Samantha spoke up, asking simply, “Were you aware you’re a latent psychic?”
“What? No. Me?”
Luke smiled faintly. “It’s not a fully functional ability, at least for now, but you’re definitely a latent. If I had to guess, probably an empath.”
Jonah had no idea what to do with that.
“You don’t sleep well, do you? I mean, you toss and turn even on a peaceful night when nothing disturbing has happened in your town. Even when you’re tired. Even when you need to sleep.”
“I’ve always been a restless sleeper,” Jonah muttered.
“But it got worse once you became chief of police, didn’t it?”
“Well . . . there was more to worry about once I did.”
Samantha said, “Don’t let it throw you, please. Right now, your latent ability is an asset. You deal well with other people, which is part of your job. You’re able to quickly judge the mood if the odd bit of trouble is getting started, and you know who to talk to and what to say to let the tensions ease.”
“I’m a trained cop, it is a part of my job.”
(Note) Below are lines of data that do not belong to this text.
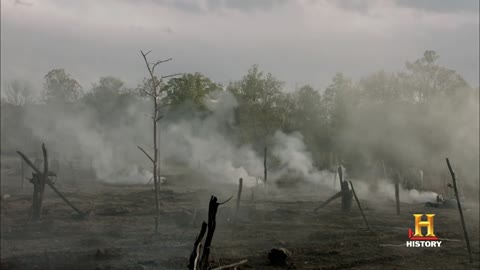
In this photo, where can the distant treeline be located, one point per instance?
(408, 119)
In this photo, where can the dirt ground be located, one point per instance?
(119, 235)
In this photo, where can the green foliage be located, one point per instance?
(263, 107)
(60, 87)
(193, 88)
(109, 100)
(393, 117)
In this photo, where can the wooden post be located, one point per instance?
(265, 173)
(212, 214)
(465, 234)
(196, 246)
(239, 195)
(36, 179)
(397, 193)
(346, 193)
(359, 206)
(22, 172)
(397, 197)
(334, 180)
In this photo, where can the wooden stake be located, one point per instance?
(397, 194)
(239, 195)
(465, 234)
(346, 193)
(212, 214)
(37, 173)
(359, 206)
(197, 248)
(22, 173)
(265, 173)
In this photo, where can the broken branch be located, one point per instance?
(149, 157)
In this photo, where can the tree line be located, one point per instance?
(402, 119)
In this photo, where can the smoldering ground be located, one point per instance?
(203, 144)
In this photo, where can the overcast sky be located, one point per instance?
(302, 41)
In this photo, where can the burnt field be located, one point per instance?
(119, 232)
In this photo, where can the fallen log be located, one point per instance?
(231, 265)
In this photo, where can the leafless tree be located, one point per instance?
(153, 90)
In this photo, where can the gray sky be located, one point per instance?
(302, 41)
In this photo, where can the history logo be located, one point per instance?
(417, 239)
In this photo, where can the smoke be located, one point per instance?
(202, 144)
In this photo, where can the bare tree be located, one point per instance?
(153, 90)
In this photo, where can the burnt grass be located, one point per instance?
(119, 233)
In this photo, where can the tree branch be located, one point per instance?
(171, 75)
(29, 163)
(149, 157)
(230, 265)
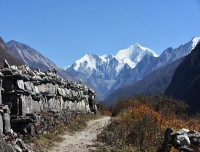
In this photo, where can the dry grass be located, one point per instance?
(140, 124)
(45, 141)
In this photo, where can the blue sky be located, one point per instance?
(65, 30)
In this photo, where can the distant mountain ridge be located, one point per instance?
(154, 83)
(34, 59)
(6, 54)
(185, 84)
(102, 72)
(108, 73)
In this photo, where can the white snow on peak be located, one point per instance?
(88, 60)
(133, 54)
(147, 49)
(195, 41)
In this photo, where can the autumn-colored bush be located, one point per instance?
(104, 109)
(139, 123)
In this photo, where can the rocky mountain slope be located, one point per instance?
(6, 54)
(185, 84)
(154, 83)
(34, 59)
(108, 73)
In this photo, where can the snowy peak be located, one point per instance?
(195, 41)
(87, 61)
(134, 54)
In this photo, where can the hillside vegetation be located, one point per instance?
(139, 123)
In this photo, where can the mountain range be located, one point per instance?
(102, 72)
(34, 59)
(185, 83)
(109, 73)
(6, 54)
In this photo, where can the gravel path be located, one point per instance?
(82, 141)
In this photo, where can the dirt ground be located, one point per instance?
(82, 141)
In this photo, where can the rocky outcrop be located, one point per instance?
(32, 101)
(183, 140)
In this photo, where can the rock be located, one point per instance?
(6, 65)
(1, 125)
(6, 120)
(182, 140)
(20, 84)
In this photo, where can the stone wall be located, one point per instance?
(25, 95)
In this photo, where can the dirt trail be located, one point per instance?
(82, 141)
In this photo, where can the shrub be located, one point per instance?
(140, 122)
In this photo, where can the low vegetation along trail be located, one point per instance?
(82, 141)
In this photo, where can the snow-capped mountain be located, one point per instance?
(34, 59)
(148, 64)
(108, 73)
(102, 72)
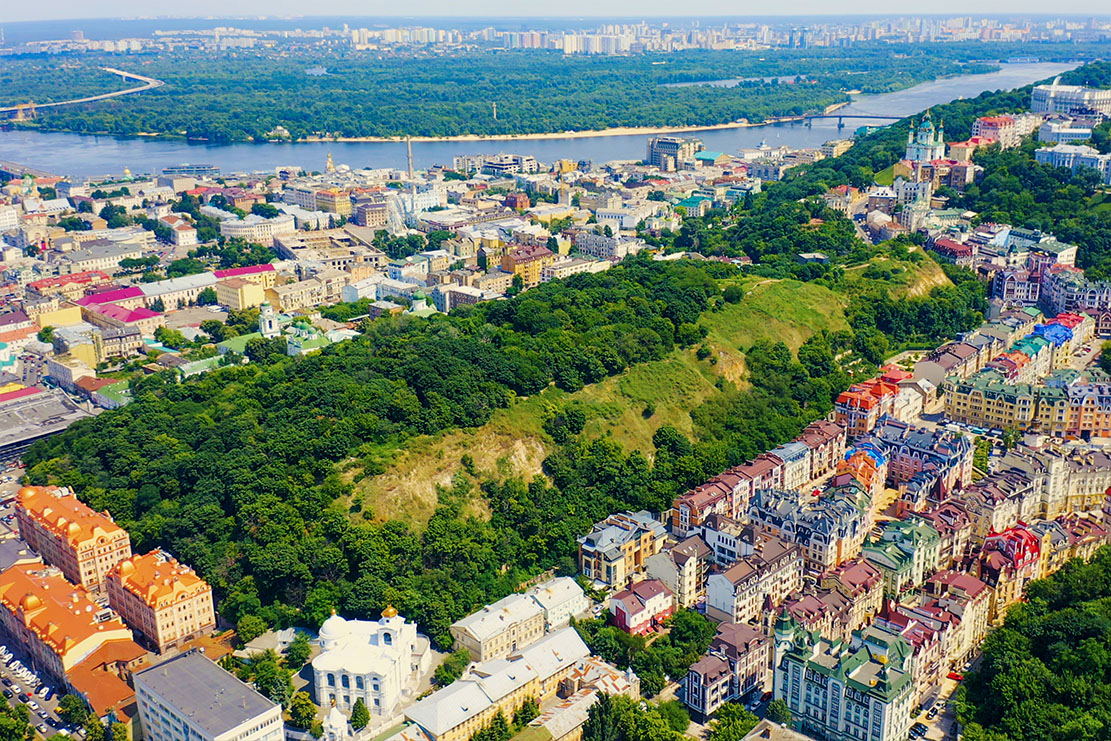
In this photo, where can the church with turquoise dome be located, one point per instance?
(924, 142)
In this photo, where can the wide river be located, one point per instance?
(86, 156)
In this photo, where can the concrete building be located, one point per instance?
(500, 629)
(1057, 98)
(163, 601)
(378, 661)
(189, 698)
(83, 543)
(683, 569)
(670, 152)
(239, 293)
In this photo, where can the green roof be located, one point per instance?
(119, 392)
(238, 343)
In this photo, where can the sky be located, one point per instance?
(20, 10)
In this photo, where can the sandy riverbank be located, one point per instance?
(617, 131)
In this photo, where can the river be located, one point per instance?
(87, 156)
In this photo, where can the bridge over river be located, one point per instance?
(27, 111)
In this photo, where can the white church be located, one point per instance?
(380, 661)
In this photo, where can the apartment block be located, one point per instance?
(163, 601)
(69, 534)
(619, 547)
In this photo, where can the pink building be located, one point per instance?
(642, 608)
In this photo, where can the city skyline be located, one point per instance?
(73, 10)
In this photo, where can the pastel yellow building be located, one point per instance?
(239, 293)
(67, 314)
(334, 200)
(163, 601)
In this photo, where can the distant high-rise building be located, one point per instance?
(668, 152)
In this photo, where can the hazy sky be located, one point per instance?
(22, 10)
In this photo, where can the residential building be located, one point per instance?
(528, 262)
(670, 152)
(239, 293)
(163, 601)
(378, 661)
(1009, 560)
(846, 690)
(1074, 157)
(683, 569)
(69, 534)
(53, 621)
(642, 608)
(906, 553)
(500, 629)
(767, 571)
(1057, 98)
(619, 547)
(829, 529)
(334, 200)
(191, 698)
(467, 706)
(1007, 130)
(737, 663)
(561, 599)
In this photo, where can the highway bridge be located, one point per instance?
(841, 118)
(17, 170)
(28, 110)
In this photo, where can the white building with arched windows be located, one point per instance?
(380, 661)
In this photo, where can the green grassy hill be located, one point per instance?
(513, 442)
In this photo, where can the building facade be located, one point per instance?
(163, 601)
(69, 534)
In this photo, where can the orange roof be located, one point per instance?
(66, 516)
(97, 681)
(158, 579)
(59, 613)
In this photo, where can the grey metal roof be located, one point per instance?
(212, 699)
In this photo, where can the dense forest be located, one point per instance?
(1046, 674)
(244, 93)
(236, 472)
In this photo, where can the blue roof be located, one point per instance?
(1056, 333)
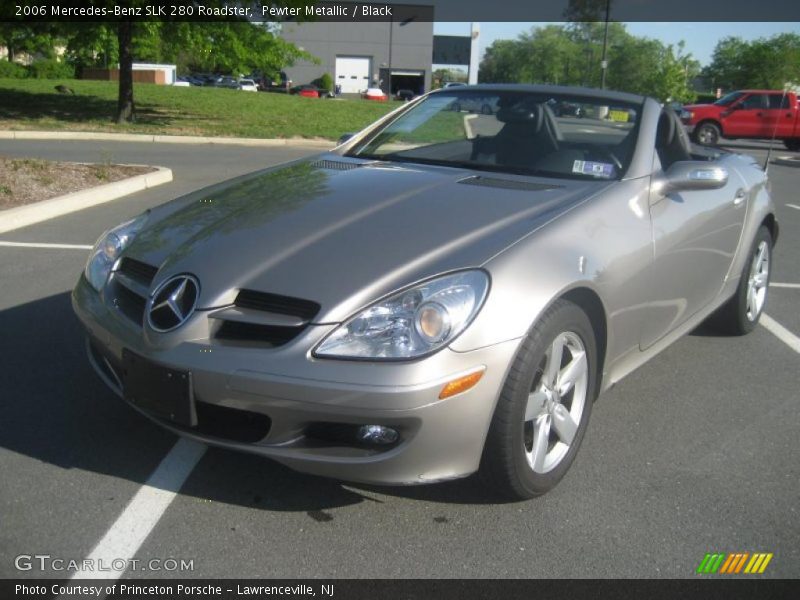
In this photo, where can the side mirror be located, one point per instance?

“Like the hunches you get that make you show up at a certain place at a certain time, just as trouble is about to start?”
Jonah frowned at her.
Luke let out a little laugh, rare for him. “Don’t be so worried about it. Latent means it isn’t a major part of your life. Right now it’s hunches and déjà vu and knowing how to talk to people. Chances are, that’s the way it’ll be for the rest of your life.”
“But?” Jonah asked with foreboding.
“But . . . cas
es like this one, with a powerful psychic playing games and using people as his pawns have a way of . . . ending badly.”
“You mean my missing people could all be dead?”
“That’s always been a possibility and you know it. But the point is, he took them. Your people are in his hands, stolen away by him, and that’s something that demands you use every bit of training and instinct you have in order to see them safe. Your latent abilities could be triggered, go active, for that reason alone.”
“Great,” Jonah said, hearing the uneasiness in his own voice.
Samantha said, “Our abilities tend to be triggered by trauma, remember? Depending on how you deal with this situation and whatever the outcome is, you could find yourself a functioning psychic when all is said and done.”
“But that isn’t definite,” Jonah said hopefully.
Luke shook his head. “No, not definite. Possible, though. Because even if they’re all alive, they’re in the hands of a monster. A monster you’ll probably have to face eventually. Sooner rather than later.”
“Yeah. So?”
“He has an enormous amount of negative energy, Jonah. So far as we know, he’s only used it to abduct six people and find a way into the mind and memories of Robbie. He probably tried with Sam, but she has good defenses, and he didn’t get in.”
Jonah looked at her. “Sure of that?”
“Reasonably. There aren’t really any absolutes in all this, but I tend to go out with no warning either because I’ve used my abilities longer than I should have—or I’m under some kind of psychic attack.”
“My life used to be so normal,” Jonah muttered.
“Kiss that good-bye,” Sam told him.
“She’s being dramatic,” Luke told him.
“Oh, yeah? Want to tell him about the time I was buried alive?”
“Not really,” her husband told her. “Besides, that bastard was out to punish me. Me, deliberately. With very few exceptions, that isn’t the kind of case we deal with.”